Spain's cost of borrowing soared, while French yields declined at separate auctions on Thursday as investors dumped the peripheral nation's debt in their flight to the perceived safety of the French debt.
The Spanish auction also revealed poor demand for the embattled country's debt, suggesting that the respite provided by the government's latest round of austerity measures is short-lived.
The Spanish Treasury raised a total EUR 2.98 billion from the sale of its 2-, 5-, and 7-year bonds, against a target of EUR 2 billion - EUR 3 billion. The Spanish benchmark 10-year bond yield jumped above 7 percent following the auction.
Elsewhere, France sold EUR 8.96 billion of 3-, 4-, and 5-year treasury notes, near the top end of its EUR 8 billion to EUR 9 billion target. The yield on all the securities on offer declined, with the five-year paper fetching a record low 0.86 percent.

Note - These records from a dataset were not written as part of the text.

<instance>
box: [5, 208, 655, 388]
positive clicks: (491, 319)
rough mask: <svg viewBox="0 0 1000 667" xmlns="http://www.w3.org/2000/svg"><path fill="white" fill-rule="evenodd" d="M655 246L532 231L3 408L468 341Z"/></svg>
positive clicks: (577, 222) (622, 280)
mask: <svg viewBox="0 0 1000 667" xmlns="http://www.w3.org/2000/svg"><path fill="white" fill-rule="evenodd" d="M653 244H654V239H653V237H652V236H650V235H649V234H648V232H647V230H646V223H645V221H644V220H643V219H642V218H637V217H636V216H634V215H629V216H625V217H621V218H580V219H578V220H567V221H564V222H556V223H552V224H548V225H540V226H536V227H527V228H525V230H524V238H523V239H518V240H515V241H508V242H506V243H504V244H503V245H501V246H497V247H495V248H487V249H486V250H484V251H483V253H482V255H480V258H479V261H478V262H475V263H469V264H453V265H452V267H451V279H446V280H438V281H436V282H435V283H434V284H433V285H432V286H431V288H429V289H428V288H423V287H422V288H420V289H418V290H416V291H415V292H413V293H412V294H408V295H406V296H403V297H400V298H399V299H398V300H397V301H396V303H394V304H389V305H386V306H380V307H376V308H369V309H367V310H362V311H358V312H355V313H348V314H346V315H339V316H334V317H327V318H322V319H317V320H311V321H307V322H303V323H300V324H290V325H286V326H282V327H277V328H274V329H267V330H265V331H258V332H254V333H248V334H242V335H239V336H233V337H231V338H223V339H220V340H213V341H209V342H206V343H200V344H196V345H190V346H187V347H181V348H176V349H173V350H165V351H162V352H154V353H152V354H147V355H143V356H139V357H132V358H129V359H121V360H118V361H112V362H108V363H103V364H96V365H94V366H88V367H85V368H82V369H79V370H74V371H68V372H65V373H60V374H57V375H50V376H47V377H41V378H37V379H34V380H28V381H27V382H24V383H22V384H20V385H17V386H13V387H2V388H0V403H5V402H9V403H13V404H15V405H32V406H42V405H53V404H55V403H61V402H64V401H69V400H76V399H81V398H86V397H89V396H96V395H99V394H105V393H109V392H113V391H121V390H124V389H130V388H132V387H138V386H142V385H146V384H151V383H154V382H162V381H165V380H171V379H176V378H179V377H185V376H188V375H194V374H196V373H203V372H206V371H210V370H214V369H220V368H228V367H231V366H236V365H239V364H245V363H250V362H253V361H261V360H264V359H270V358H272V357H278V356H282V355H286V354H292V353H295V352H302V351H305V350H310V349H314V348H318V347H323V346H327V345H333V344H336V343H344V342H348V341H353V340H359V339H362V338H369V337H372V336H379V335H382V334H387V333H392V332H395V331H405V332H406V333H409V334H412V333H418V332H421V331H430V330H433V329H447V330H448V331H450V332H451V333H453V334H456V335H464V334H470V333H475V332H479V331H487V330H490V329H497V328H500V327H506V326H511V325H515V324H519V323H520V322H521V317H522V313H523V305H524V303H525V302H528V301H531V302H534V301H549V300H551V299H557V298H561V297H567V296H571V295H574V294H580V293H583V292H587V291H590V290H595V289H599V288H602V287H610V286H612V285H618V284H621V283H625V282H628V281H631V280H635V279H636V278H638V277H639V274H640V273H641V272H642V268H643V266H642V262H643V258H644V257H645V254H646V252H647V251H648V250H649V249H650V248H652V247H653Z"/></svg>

Spain sold EUR 1.40 billion of October 2014 bond to yield 5.204 percent, which was higher than 4.335 percent paid at the previous sale on June 7. The bid-to-cover ratio that reflects demand plunged to 1.90 from 4.26. The security carries a coupon of 3.30 percent.
The agency raised EUR 1.1 billion from the sale of 5.50 percent July 2017 bond. The yield jumped to 6.459 percent from 6.072 percent paid at the previous sale on June 21. Demand was 2.06 times the offer, down from 3.44 times last month.
A bond due October 2019 was placed to yield 6.701 percent, which is higher than 4.832 percent paid at the previous sale on February 16. Investors bid 2.9 times for this debt, which was down from 3.3 times in February. The country sold EUR 548 million of this bond which has a 4.30 percent coupon.
Prime Minister Mariano Rajoy unveiled a EUR 65 billion austerity package on July 11, just days after the EU postponed Spain's deadline to meet the target by an year.
In the first auction since the announcement, Spain saw lower cost of borrowing for one-year funds, but the yield remained high. The country sold its 12-month treasury bill at 3.918 percent yield at Tuesday's sale.
Thus far, Spain has sought aid only to prop up its ailing banking system. The country's borrowing costs had crossed 7 percent earlier this month on worries that it may be forced to seek a bailout for its entire economy.
Previously, Ireland, Greece and Portugal were forced to seek bailouts after borrowing costs crossed this threshold.
The Eurogroup extended the deadline for bringing Spain's deficit to 3 percent of GDP by one year to 2014 and also relaxed the target for this year to 6.3 percent of GDP. Leaders have recommended the headline targets of 4.5 percent of GDP for 2013 and 2.8 percent for 2014.
Eurozone finance ministers are set to meet on July 20 to finalize the EUR 100 billion Spanish bank bailout deal struck last month. On July 9, the ministers agreed to make available up to EUR 30 billion by the end of this month.
The country's efforts to achieve budget targets are weighed down by a deepening recession. The new austerity measures pose the risk of further worsening the economic situation.
The Bank of Spain has said that the recession may have worsened in the second quarter. Gross domestic product shrunk 0.3 percent in the first three months of the year.
The International Monetary Fund slashed Spain's economic outlook for next year on Monday. The Washington-based lender now sees a 0.6 percent contraction versus the 0.1 percent growth expected in April. But, the 2012 projection was upwardly revised to show a 1.5 percent contraction this year compared to the 1.9 percent contraction expected earlier.